Daha önce bol miktarda bulunan beyaz kiraz domateslerden tek bir tanesi bile ortalıkta yoktu.
Sonra,
"Başkan Park, buraya gelin, miyavlayın."
Theo'nun sesi aşağıdan geldi.
"Ha?"
Aşağı bakan Sejun, Theo'nun evin merdivenlerinin altında saklandığını gördü.
"Başkan Yardımcısı Theo, orada ne yapıyorsun?"
Sejun doğal olarak diz çöktü ve sordu.
"Kiraz domateslerini koruyordum!"
Theo merdivenin altından çıktı, etrafına dikkatle baktı ve Sejun'un dizine yapıştı.
"Kiraz domatesleri mi koruyordun?"
"Evet! Başkan Park tuvalete gittikten sonra..."
Theo, Sejun tuvalete gittikten sonra neler olduğunu anlatmaya başladı.
"Yani hayvanların aniden heyecanlanıp oraya koştuğunu mu söylüyorsun?"
"Evet! Ben de kalan çeri domatesleri çantama sakladım... ama hepsini kurtaramadım, miyav."
Theo hüzünlü bir sesle söyledi. Hayvanlar beklenmedik bir şekilde saldırmış ve yaklaşık 3.000 tanesi yenmişti.

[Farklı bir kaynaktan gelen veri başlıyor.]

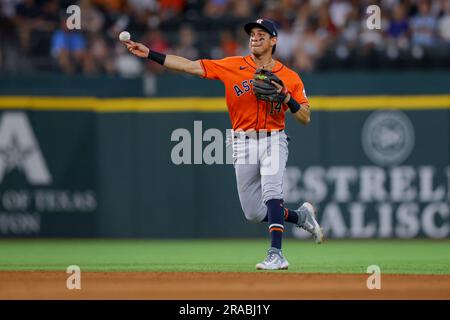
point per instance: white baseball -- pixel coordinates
(308, 206)
(124, 36)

"Sorun değil. Sözleşmeyi getirin. Başkan Yardımcısı Theo, işe koyulalım."
"Hehehe. Anlaşıldı!"
Sejun'un sözleriyle canlanan Theo sinsice gülümsedi ve çantasından bir deste boş sözleşme çıkardı. Artık hepsi benim kontrolüm altında olacak!
Ve sonra,
"Cuengi, uyan."
Sejun, tüm bu kargaşanın ortasında mışıl mışıl uyuyan Cuengi'yi suçluları yakalamak için uyandırdı.
Krueng?
[Beni neden uyandırdın?]
Sejun esneyen Cuengi'nin ağzına birinci sınıf bir çeri domates attı.
[Çok lezzetli! Cuengi enerjik hissediyor!]
Cuengi A sınıfı çeri domatesi yedikten sonra hızla ayağa kalktı.
"Cuengi, az önce yediğin şey gibi kokan hayvanları bul."
[Buldum!]
[Buldum onları!]
"Oh! Şimdiden mi?!"
[Babamın ağzından çıkan koku benimkinden bile daha güçlü! Babam kaç tane yedi?!]
"Ha?! Ben değil, ama..."
Birinci sınıf kiraz domatesleri yiyen hayvanları yakalamaya çalışan Sejun, onun yerine kendisi yakalandı.